The 48-page report is titled “A Prison Without Bars.” The chairman of the United States Commission on International Religious Freedom, Michael Cromartie, says the report is based on interviews with 32 refugees who fled North Korea for China from 2003 to 2007 and with six former North Korean security agents who defected to South Korea during the past eight years.  He called on countries to press the Chinese government to stop sending North Korean refugees back to their homeland and provide increased protections as required by international protocols.

The report said that repatriated North Korean refugees were often subjected to harsh interrogation, torture and long detentions without trial if found to have converted to Christianity or had contact with South Korean Christians or churches while in China.
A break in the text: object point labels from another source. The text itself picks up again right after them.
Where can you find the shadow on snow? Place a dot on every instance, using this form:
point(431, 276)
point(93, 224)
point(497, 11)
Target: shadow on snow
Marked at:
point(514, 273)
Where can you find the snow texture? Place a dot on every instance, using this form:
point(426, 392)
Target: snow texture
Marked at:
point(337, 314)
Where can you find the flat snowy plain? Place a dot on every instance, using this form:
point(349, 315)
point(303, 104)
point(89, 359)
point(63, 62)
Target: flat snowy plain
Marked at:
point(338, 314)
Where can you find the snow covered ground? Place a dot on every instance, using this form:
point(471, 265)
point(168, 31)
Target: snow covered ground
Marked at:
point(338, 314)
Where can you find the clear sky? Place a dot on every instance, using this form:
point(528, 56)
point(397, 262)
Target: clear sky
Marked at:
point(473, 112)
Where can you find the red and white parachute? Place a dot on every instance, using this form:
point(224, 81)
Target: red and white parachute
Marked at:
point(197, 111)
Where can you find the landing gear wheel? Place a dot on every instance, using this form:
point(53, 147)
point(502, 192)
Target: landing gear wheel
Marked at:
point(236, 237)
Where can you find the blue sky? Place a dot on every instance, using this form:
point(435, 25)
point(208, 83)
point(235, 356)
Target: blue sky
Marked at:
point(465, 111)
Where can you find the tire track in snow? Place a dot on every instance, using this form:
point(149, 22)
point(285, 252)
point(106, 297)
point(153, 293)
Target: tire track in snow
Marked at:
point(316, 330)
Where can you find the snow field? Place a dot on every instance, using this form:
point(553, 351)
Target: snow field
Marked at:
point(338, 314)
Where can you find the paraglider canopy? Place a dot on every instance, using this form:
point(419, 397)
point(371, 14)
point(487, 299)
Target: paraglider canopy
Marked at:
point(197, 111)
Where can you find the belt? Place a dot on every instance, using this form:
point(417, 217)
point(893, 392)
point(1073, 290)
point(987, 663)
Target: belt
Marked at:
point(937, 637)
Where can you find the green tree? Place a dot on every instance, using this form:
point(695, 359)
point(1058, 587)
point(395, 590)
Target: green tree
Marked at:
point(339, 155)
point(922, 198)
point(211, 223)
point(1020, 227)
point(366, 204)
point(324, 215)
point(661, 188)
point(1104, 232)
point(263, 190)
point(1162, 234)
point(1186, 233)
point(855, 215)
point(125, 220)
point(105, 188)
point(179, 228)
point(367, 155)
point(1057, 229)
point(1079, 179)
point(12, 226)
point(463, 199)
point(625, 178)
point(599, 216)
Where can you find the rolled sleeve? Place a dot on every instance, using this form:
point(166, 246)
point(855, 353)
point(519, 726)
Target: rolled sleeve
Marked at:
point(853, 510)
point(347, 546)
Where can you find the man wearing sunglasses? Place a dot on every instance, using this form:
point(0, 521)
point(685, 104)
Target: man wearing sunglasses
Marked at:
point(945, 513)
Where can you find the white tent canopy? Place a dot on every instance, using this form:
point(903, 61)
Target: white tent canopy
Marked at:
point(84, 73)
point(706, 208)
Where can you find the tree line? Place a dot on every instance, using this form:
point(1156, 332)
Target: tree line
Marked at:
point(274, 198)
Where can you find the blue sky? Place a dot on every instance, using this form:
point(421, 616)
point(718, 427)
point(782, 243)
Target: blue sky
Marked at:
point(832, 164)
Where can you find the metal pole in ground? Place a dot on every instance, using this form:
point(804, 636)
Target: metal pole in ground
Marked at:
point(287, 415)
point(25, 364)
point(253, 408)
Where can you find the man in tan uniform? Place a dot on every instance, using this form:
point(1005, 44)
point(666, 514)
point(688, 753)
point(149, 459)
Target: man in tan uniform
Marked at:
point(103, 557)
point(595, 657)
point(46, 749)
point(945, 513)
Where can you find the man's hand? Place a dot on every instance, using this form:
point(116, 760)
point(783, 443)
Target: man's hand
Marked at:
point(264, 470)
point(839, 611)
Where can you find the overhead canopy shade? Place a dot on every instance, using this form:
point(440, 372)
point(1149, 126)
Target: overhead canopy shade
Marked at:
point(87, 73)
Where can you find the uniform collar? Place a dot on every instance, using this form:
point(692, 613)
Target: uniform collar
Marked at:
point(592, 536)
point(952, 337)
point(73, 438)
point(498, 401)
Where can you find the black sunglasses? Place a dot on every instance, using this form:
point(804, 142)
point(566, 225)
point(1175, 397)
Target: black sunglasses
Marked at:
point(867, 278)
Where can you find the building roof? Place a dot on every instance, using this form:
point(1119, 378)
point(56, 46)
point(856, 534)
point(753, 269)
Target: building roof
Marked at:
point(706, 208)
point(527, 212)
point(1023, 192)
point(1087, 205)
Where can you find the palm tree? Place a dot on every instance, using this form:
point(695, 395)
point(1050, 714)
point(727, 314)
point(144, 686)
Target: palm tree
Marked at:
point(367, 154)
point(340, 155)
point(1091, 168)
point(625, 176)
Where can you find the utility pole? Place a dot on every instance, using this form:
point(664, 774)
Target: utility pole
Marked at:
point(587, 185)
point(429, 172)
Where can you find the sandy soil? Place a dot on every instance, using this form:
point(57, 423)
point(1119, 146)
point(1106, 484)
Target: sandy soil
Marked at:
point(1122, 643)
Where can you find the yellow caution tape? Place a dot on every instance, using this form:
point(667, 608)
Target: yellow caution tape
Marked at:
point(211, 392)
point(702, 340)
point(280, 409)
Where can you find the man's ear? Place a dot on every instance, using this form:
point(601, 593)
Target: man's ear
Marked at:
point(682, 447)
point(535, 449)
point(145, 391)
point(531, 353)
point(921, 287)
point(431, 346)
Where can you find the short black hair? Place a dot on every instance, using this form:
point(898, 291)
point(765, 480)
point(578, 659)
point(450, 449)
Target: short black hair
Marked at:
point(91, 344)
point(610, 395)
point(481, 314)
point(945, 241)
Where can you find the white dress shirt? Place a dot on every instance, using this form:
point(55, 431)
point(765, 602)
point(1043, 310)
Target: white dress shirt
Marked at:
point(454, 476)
Former North Korean security agents told the commission that authorities set up mock prayer meetings to entrap new converts in North Korea and train staff in Christian practices for the purposes of infiltrating churches in China.

Refugees said that merely owning a Bible could lead to arrests, disappearances and even deaths of those repatriated.  “Its up to the condition of the guards. Because killing a prisoner will do no harm for them,” one interviewee said.  Another refugee, claimed that “a person was shot to death” on a riverside in Hoeryeong, a North Korea city along the border with China, for accepting a Bible from South Korean priests.  According to the report, the treatment was part of Pyongyang’s efforts to prevent the spread of religion.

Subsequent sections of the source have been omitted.